Sun – b – potatoes and shredded cheese; d – chili cornbread pie

Mon – b – cottage cheese pancakes; d – hot dog hash

Tues – b – eggs and potatoes; d – fish casserole

Wed – b – corn fritters; d – spinach and cheese calzones

Thur – b – pumpkin bread; d – lentil tomato soup

Fri – b – baked oatmeal

Friday night begins our weekend menu plan, so it’s not included here.

Avivah

Menu planning

Since I wrote a couple of days ago about creating structure in your days, I thought it might be helpful to share what I do about meals. Since mealtimes come around with almost frightening regularity, being prepared for them makes all the difference between relaxed family meals and a tense mom rushing around trying to find something to fill everyone up at the last minute. (I’ve been on both sides of dinner time, and really strongly advocate being ready!)

I make three meals a day, and almost everything is cooked from scratch. I don’t do anything too fancy, but just knowing ahead of time what is planned makes cooking from scratch much easier. For eg, I can soak and sprout the beans a day before I need to cook them (which maximizes the nutritional value as well as making them more digestible), without needing to spend extra time on it because I see it coming up on the menu. If I’m making turkey pot pie, I will whip up a double recipe of biscuit dough and use half for a breakfast, and the other half to top the pot pie.

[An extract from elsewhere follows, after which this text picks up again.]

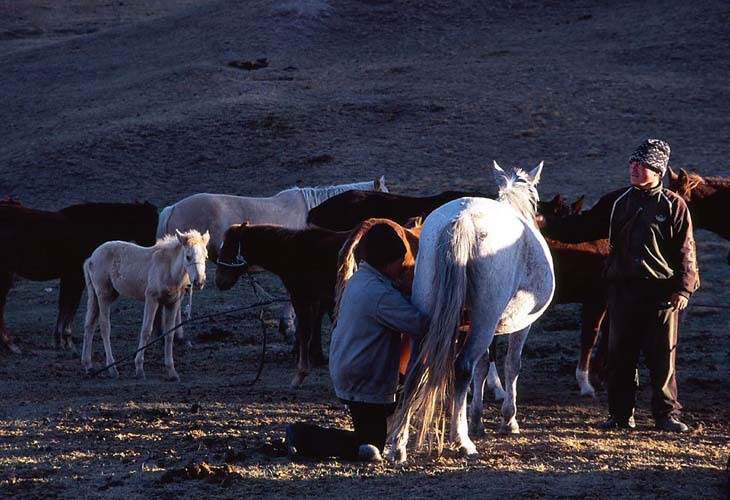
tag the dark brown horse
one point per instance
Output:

As each week progresses, I often make some changes to my written menu, depending on what leftovers I have, maybe to take advantage of a great sale on something this week, etc. But I still have the basic structure there, I don’t have to plan every meal an hour before dinner. Like this, we have a nice variety, we have meals everyone usually enjoys, and I don’t have the pressure of trying to think about it more than once every three weeks.

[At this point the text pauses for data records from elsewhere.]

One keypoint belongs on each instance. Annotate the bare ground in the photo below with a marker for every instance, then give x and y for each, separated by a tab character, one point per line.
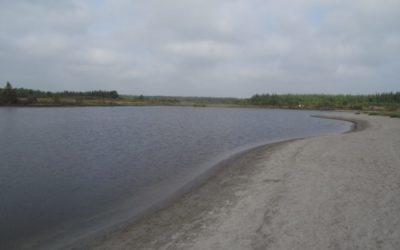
328	192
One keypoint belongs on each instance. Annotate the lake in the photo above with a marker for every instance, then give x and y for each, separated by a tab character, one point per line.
67	172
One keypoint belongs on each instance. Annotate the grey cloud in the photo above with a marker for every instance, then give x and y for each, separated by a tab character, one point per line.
213	48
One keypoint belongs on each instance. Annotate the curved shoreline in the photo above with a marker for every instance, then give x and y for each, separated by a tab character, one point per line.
176	203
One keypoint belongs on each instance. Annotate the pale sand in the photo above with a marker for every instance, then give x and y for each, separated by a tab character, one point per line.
328	192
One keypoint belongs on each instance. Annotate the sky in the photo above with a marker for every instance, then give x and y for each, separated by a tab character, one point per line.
227	48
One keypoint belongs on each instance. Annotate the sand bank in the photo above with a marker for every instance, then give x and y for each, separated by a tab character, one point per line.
328	192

It’s really nice to all sit down together for a cooked meal. It’s just a totally different feeling than everyone scrounging for something of their own. I try to sit down as a family for all three meals every day, though lunch tends to be the weakest – sometimes only half the family is there at a time and others are busy playing outside, or something like that, but I’m okay with it. Soups, casseroles, and one pot dishes are great in terms of ease and limited time.

Here’s what this week’s menu looks like (many that look vegetarian actually have meat stock or gravy added for flavoring and nutritional value):

Sunday – b: pancakes (made of freshly ground millet, buckwheat, and rice); l – can’t remember, leftovers, I think; d – chili with cornbread
Monday – b: farmers casserole (shredded potatoes with eggs, ricotta cheese, and yogurt); l – freshly baked Cuban bread, split pea soup; d – buckwheat with ground beef and veggies
Tuesday: b – baked oatmeal; l – fresh bread, chickpeas, fried potatoes (my kids asked if they could make this today so I agreed and changed the original plan); d- baked beans and hot dogs
Wednesday: b- cranberry muffins; l – turkey pot pie; d – pizza
Thursday: b – pumpkin bread; l – baked potatoes w/ leftover stew ; d – spaghetti squash with meat sauce

Having meals planned out ahead of time also helps keep the food budget in check, something I will write more about in the future since there seems to be more interest in this aspect of things than I initially expected!